Compiling scattered evidence from agent trajectories into QA pairs enables effective long-context training for LLMs.

A machine-rendered reading of the paper's core claim, the machinery that carries it, and where it could break.

The authors propose Agent Context Compilation to transform the multi-turn outputs from agents solving problems into long-context question-answer pairs. Standard training only supervises tool selection and masks the responses, leaving the integration of distant information unlearned. By making the full evidence explicit in training examples, ACC provides direct supervision for reasoning over long contexts. This matters because it turns abundant agent interaction data into useful training signals without needing expensive long-document curation.

Core claim

ACC converts trajectories from search, software engineering, and database querying agents into long-context QA pairs that combine the original question with tool responses and environment observations gathered across multiple turns, training the model to answer directly without tool use. This makes the dependencies between the question and the evidence explicit, enabling direct supervision of long-context reasoning over distant segments without additional annotation. ACC is a simple but effective approach that can be combined with any existing long-context extension or training method, providing scalable supervised fine-tuning data.

What carries the argument

Agent Context Compilation, the process of reformatting agent trajectories into direct long-context QA pairs by including all scattered tool responses and observations with the original question.

If this is right

  • Training with ACC leads to substantial gains on MRCR and GraphWalks benchmarks that require integrating information across many turns.
  • Performance reaches levels comparable to much larger models while keeping results on general capability tests unchanged.
  • The method works by creating explicit supervision for long-range dependencies in context.
  • Further analysis indicates changes in attention patterns and expert specialization in the model.

Where Pith is reading between the lines

These are editorial extensions of the paper, not claims the author makes directly.

  • ACC could be applied to other sources of sequential data to create long-context training examples automatically.
  • If the evidence in trajectories is always complete, this approach might generalize to many agent-based tasks beyond the tested ones.
  • Combining ACC with other long-context methods might yield even stronger results on extended context lengths.

Load-bearing premise

The scattered tool responses and environment observations in the trajectories always include the complete and unbiased evidence needed to answer the original question.

What would settle it

Running the same training on Qwen3-30B-A3B but with standard SFT instead of ACC and observing no improvement or even worse scores on MRCR and GraphWalks would falsify the effectiveness of the compilation method.

Figures

Figures reproduced from arXiv: 2605.21850 by Feng Zhao, Kou Shi, Lijun Wu, Lin Chen, Qisheng Su, Shiting Huang, Yiming Zhao, Yu Zeng, Zehui Chen, Zhen Fang, Ziao Zhang.

Figure 1
Figure 1. Figure 1: Overview of ACC. Multi-turn agent trajectories (Search, SWE, SQL) are compiled into long-context QA pairs by assembling tool responses and environment contexts. dependencies that actual problem solving creates.
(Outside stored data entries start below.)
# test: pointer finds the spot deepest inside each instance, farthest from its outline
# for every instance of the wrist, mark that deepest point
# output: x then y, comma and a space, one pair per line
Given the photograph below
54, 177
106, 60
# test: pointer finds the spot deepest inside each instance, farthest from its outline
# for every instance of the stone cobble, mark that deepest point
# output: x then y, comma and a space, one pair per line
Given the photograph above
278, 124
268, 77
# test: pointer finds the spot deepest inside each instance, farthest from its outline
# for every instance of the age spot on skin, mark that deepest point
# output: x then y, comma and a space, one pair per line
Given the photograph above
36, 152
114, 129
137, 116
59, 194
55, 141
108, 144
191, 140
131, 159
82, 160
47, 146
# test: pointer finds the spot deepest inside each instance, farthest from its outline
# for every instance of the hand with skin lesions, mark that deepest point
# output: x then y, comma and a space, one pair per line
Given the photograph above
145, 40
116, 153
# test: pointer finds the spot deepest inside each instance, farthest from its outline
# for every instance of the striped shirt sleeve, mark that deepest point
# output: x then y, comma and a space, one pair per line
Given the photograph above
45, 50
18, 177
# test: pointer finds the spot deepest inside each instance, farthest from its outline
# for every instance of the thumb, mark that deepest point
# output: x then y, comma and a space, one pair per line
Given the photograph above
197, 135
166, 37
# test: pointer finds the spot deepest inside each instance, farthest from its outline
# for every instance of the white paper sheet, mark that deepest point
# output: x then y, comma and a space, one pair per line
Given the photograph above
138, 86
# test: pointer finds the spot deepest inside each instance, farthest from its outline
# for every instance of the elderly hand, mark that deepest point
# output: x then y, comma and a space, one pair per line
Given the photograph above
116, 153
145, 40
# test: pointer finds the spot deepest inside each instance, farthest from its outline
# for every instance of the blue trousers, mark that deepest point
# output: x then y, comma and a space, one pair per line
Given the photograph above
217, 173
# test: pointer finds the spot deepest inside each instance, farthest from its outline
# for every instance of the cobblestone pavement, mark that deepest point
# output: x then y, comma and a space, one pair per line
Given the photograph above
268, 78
These limitations severely restrict scalable training for long-span reasoning and motivate the exploration of alternative supervision sources. Agents produce massive multi-turn trajectories when sol… view at source ↗
Figure 2
Figure 2. Figure 2: Search Agent Trajectory Compilation Example. The top section shows the original ques￾tion and ground truth answer. The middle section shows the original agentic trajectory (documents visited are highlighted in blue, documents returned by search but never visited are highlighted in red). The bottom section shows the ACC compiled QA. Examples for SWE and SQL agents are provided in Appendix A. 4 Experiments 4… view at source ↗
Figure 3
Figure 3. Figure 3: Token length distribution of the ACC train￾ing data. We bin the samples by token count and plot the per-bin frequency for the training data compiled from each agent type [PITH_FULL_IMAGE:figures/full_fig_p006_3.png] view at source ↗
Figure 4
Figure 4. Figure 4: Two-dimensional UMAP projection of training queries [PITH_FULL_IMAGE:figures/full_fig_p007_4.png] view at source ↗
Figure 5
Figure 5. Figure 5: Attention distance (top) and expert routing frequency (bottom) changes after ACC training [PITH_FULL_IMAGE:figures/full_fig_p009_5.png] view at source ↗
Figure 6
Figure 6. Figure 6: SWE Agent Trajectory Compilation Example. The top section shows the original question and ground truth answer. The middle section shows the original agentic trajectory. At each turn the agent opens a single file from the provided codebase snapshot and decides either to (Examine) it for understanding or to (Modify) it to fix the bug. The bottom section shows the ACC-compiled QA, where only the opened eviden… view at source ↗
Figure 7
Figure 7. Figure 7: SQL Agent Trajectory Compilation Example. The top section shows the original question and ground truth answer. The middle section shows the original agentic trajectory, where the agent executes a recursive SQL query to traverse the referral graph. The bottom section shows the ACC-compiled QA, where the complete contents of the relevant database table are assembled into the provided long-context background.… view at source ↗
read the original abstract

Recent development of agents has renewed demand for long-context reasoning capacity of LLMs. However, training LLMs for this capacity requires costly long-document curation or heuristic context synthesis. We observe that agents produce massive trajectories when solving problems, invoking tools and receiving environment observations across many turns. The evidence needed to answer the original question is thus scattered throughout these turns, requiring integration of distant context segments. Nevertheless, standard agent SFT masks tool responses and only trains turn-level tool selection, creating a supervision blind spot where these scattered signals go unused. We propose Agent Context Compilation (ACC), which converts trajectories from search, software engineering, and database querying agents into long-context QA pairs that combine the original question with tool responses and environment observations gathered across multiple turns, training the model to answer directly without tool use. This makes the dependencies between the question and the evidence explicit, enabling direct supervision of long-context reasoning over distant segments without additional annotation. ACC is a simple but effective approach that can be combined with any existing long-context extension or training method, providing scalable supervised fine-tuning data. We validate ACC on long-range dependency modeling tasks through MRCR and GraphWalks, challenging benchmarks requiring cross-turn coreference resolution and graph traversal over extended contexts. Training Qwen3-30B-A3B with ACC achieves 68.3 on MRCR (+18.1) and 77.5 on GraphWalks (+7.6), results comparable to Qwen3-235B-A22B, while preserving general capabilities on GPQA, MMLU-Pro, AIME, and IFEval. Further mechanism analysis reveals that the ACC-trained model exhibits task-adaptive attention restructuring and expert specialization.

Editorial analysis

A structured set of objections, weighed in public.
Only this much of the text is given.